Healthcare and Life Science Use Cases (30:11)
Use Case 2-5 Deep Learning and Social Networks Use Cases
This covers Large-scale Deep Learning; Organizing large-scale, unstructured collections of consumer photos; Truthy: Information diffusion research from Twitter Data; Crowd Sourcing in the Humanities as Source for Bigand Dynamic Data; CINET: Cyberinfrastructure for Network (Graph) Science and Analytics and NIST Information Access Division analytic technology performance measurement, evaluations, and standards.
Deep Learning and Social Networks Use Cases (14:19)
Use Case 2-6 Research Ecosystem Use Cases
DataNet Federation Consortium DFC; The ‘Discinnet process’, metadata -big data global experiment; Semantic Graph-search on Scientific Chemical and Text-based Data and Light source beamlines.
Research Ecosystem Use Cases (9:09)
Use Case 2-7 Astronomy and Physics Use Cases
This covers Catalina Real-Time Transient Survey (CRTS): a digital, panoramic, synoptic sky survey; DOE Extreme Data from Cosmological Sky Survey and Simulations; Large Survey Data for Cosmology; Particle Physics: Analysis of LHC Large Hadron Collider Data: Discovery of Higgs particle and Belle II High Energy Physics Experiment.

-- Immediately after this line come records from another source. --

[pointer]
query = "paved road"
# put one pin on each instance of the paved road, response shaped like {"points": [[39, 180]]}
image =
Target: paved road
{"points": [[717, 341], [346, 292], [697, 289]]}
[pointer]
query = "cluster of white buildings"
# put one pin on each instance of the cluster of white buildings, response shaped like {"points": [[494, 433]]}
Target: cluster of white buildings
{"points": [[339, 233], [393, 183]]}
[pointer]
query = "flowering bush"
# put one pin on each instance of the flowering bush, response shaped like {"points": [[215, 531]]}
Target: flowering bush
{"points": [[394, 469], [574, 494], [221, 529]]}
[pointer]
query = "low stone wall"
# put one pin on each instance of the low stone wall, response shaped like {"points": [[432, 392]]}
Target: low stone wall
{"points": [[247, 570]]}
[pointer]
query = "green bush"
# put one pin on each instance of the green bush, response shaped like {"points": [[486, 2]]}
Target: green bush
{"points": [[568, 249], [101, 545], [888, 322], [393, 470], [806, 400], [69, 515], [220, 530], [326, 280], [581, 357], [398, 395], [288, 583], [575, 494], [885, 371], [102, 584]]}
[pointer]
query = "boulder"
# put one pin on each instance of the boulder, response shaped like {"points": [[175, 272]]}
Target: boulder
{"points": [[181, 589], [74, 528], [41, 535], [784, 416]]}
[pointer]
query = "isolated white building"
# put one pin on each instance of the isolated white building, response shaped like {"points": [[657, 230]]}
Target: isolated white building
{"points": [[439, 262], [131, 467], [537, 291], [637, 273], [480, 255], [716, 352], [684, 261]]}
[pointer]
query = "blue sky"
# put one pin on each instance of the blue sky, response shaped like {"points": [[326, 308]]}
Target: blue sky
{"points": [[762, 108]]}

Astronomy and Physics Use Cases (17:33)
Use Case 2-8 Environment, Earth and Polar Science Use Cases
EISCAT 3D incoherent scatter radar system; ENVRI, Common Operations of Environmental Research Infrastructure; Radar Data Analysis for CReSIS Remote Sensing of Ice Sheets; UAVSAR Data Processing, DataProduct Delivery, and Data Services; NASA LARC/GSFC iRODS Federation Testbed; MERRA Analytic Services MERRA/AS; Atmospheric Turbulence - Event Discovery and Predictive Analytics; Climate Studies using the Community Earth System Model at DOE’s NERSC center; DOE-BER Subsurface Biogeochemistry Scientific Focus Area and DOE-BER AmeriFlux and FLUXNET Networks.
Environment, Earth and Polar Science Use Cases (25:29)

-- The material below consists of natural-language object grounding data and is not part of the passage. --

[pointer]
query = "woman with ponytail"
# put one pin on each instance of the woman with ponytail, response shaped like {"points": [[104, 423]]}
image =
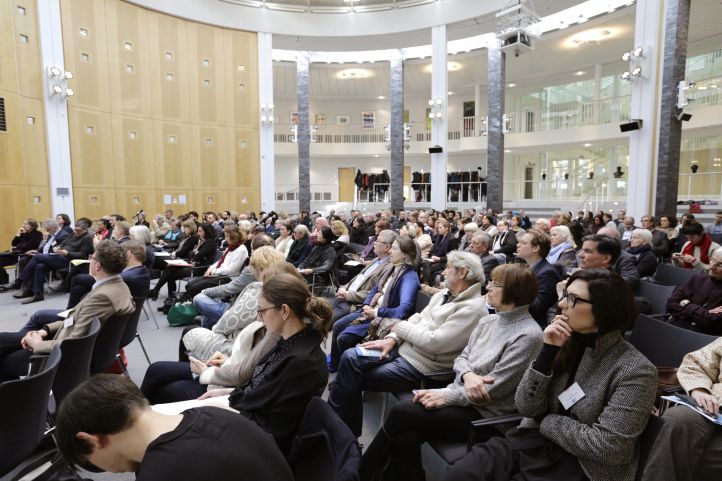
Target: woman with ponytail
{"points": [[294, 370]]}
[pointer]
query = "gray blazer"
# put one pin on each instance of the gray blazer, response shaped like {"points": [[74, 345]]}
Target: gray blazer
{"points": [[601, 429]]}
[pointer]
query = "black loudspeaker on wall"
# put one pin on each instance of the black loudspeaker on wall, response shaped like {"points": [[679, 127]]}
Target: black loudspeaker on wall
{"points": [[634, 124]]}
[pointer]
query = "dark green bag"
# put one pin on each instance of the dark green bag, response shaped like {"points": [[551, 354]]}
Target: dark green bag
{"points": [[182, 314]]}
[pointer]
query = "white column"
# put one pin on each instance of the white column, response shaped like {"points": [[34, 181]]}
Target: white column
{"points": [[56, 108], [265, 99], [645, 106], [439, 125]]}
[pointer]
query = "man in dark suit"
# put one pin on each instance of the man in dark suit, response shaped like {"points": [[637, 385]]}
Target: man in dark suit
{"points": [[77, 246], [45, 329], [504, 241], [533, 247]]}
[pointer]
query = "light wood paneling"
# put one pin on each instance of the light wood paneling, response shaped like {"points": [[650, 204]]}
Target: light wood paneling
{"points": [[34, 147], [133, 151], [91, 147], [128, 58], [169, 67]]}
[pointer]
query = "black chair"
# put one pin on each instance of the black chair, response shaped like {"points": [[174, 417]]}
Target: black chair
{"points": [[656, 294], [24, 406], [131, 332], [664, 344], [108, 343], [669, 275]]}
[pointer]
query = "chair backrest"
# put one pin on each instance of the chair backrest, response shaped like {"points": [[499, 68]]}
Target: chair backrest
{"points": [[656, 294], [664, 344], [24, 408], [422, 300], [131, 328], [108, 343], [75, 366], [324, 448], [669, 275]]}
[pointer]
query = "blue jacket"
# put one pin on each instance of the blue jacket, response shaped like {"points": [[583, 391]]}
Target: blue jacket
{"points": [[401, 297]]}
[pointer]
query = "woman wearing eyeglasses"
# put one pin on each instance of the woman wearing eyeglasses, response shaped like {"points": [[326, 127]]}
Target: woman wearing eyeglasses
{"points": [[586, 398], [487, 373]]}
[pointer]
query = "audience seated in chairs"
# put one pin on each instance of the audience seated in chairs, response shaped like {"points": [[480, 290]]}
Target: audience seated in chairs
{"points": [[392, 299], [689, 446], [413, 350], [294, 370], [640, 246], [697, 304], [443, 243], [135, 275], [322, 258], [488, 370], [44, 329], [300, 247], [350, 296], [77, 246], [563, 252], [226, 346], [106, 423], [28, 238], [597, 436], [229, 265], [534, 247], [213, 302], [198, 247], [695, 253]]}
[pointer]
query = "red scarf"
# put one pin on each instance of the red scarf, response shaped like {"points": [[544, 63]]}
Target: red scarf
{"points": [[230, 248], [703, 250]]}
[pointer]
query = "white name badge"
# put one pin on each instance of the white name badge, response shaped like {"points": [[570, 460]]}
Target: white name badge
{"points": [[571, 396]]}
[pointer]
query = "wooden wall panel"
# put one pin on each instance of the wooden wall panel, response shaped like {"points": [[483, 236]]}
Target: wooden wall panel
{"points": [[241, 54], [86, 55], [172, 153], [128, 58], [91, 147], [34, 146], [8, 73], [30, 84], [205, 48], [169, 67], [133, 151], [94, 203]]}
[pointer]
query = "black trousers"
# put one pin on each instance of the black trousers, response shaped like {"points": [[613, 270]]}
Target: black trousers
{"points": [[397, 446]]}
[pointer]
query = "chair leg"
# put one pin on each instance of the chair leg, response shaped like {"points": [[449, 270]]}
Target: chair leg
{"points": [[122, 366], [150, 315], [137, 335]]}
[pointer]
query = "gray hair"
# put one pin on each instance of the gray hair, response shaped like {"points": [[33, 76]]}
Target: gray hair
{"points": [[141, 233], [643, 234], [470, 262]]}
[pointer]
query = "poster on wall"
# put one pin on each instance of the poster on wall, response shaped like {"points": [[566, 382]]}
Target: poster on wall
{"points": [[368, 119]]}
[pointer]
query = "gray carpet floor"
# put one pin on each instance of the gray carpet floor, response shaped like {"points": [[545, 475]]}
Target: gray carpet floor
{"points": [[162, 345]]}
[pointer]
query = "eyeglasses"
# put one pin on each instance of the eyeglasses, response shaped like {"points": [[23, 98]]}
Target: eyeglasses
{"points": [[261, 311], [572, 299]]}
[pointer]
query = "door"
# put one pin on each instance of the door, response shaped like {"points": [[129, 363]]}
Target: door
{"points": [[346, 184]]}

Use Case 2-9 Energy Use Case
This covers Consumption forecasting in Smart Grids.
Energy Use Case (4:01)
Lecture set 3: Features of 51 Big Data Use Cases from the NIST Big Data Public Working Group (NBD-PWG)
This unit discusses the categories used to classify the 51 use-cases. These categories include concepts used for parallelism and low and high level computational structure. The first lesson is an introduction to all categories and the further lessons give details of particular categories.

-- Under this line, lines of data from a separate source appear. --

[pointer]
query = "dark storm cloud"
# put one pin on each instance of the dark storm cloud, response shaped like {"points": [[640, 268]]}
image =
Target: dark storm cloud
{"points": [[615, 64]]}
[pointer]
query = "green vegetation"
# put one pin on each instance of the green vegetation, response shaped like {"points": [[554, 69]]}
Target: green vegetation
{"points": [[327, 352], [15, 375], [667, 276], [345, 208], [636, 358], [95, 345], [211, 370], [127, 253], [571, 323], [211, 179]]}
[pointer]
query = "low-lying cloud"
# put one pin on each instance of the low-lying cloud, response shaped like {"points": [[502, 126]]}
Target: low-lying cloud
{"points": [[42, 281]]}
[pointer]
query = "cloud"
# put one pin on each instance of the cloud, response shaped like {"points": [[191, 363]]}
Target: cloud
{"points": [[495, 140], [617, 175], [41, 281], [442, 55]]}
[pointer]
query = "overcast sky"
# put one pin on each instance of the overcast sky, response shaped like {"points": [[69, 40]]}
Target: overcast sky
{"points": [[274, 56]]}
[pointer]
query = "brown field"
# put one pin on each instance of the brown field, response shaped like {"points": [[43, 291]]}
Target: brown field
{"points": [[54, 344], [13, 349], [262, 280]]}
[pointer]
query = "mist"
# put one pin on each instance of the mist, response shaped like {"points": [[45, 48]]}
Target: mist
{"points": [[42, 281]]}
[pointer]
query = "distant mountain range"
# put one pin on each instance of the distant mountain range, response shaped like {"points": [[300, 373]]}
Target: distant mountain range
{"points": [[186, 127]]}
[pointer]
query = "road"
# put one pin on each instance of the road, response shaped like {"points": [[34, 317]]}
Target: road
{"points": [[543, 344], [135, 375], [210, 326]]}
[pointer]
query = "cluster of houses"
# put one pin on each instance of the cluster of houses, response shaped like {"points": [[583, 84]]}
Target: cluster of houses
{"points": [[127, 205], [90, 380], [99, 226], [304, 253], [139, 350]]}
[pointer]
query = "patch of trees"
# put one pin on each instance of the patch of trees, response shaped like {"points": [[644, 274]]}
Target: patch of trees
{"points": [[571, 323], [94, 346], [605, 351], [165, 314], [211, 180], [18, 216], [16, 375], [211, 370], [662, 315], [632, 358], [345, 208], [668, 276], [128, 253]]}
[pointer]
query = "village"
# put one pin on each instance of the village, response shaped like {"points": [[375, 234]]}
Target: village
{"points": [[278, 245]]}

Use Case 3-1 Summary of Use Case Classification
This discusses concepts used for parallelism and low and high level computational structure. Parallelism can be over People (users or subjects), Decision makers; Items such as Images, EMR, Sequences; observations, contents of online store; Sensors – Internet of Things; Events; (Complex) Nodes in a Graph; Simple nodes as in a learning network; Tweets, Blogs, Documents, Web Pages etc.; Files or data to be backed up, moved or assigned metadata; Particles/cells/mesh points. Low level computational types include PP (Pleasingly Parallel); MR (MapReduce); MRStat; MRIter (iterative MapReduce); Graph; Fusion; MC (Monte Carlo) and Streaming. High level computational types include Classification; S/Q (Search and Query); Index; CF (Collaborative Filtering); ML (Machine Learning); EGO (Large Scale Optimizations); EM (Expectation maximization); GIS; HPC; Agents. Patterns include Classic Database; NoSQL; Basic processing of data as in backup or metadata; GIS; Host of Sensors processed on demand; Pleasingly parallel processing; HPC assimilated with observational data; Agent-based models; Multi-modal data fusion or Knowledge Management; Crowd Sourcing.
Summary of Use Case Classification (23:39)
Use Case 3-2 Database(SQL) Use Case Classification
This discusses classic (SQL) database approach to data handling with Search&Query and Index features. Comparisons are made to NoSQL approaches.
Database (SQL) Use Case Classification (11:13)
Use Case 3-3 NoSQL Use Case Classification
This discusses NoSQL (compared in previous lesson) with HDFS, Hadoop and Hbase. The Apache Big data stack is introduced and further details of comparison with SQL.
NoSQL Use Case Classification (11:20)
Use Case 3-4 Other Use Case Classifications
This discusses a subset of use case features: GIS, Sensors. the support of data analysis and fusion by streaming data between filters.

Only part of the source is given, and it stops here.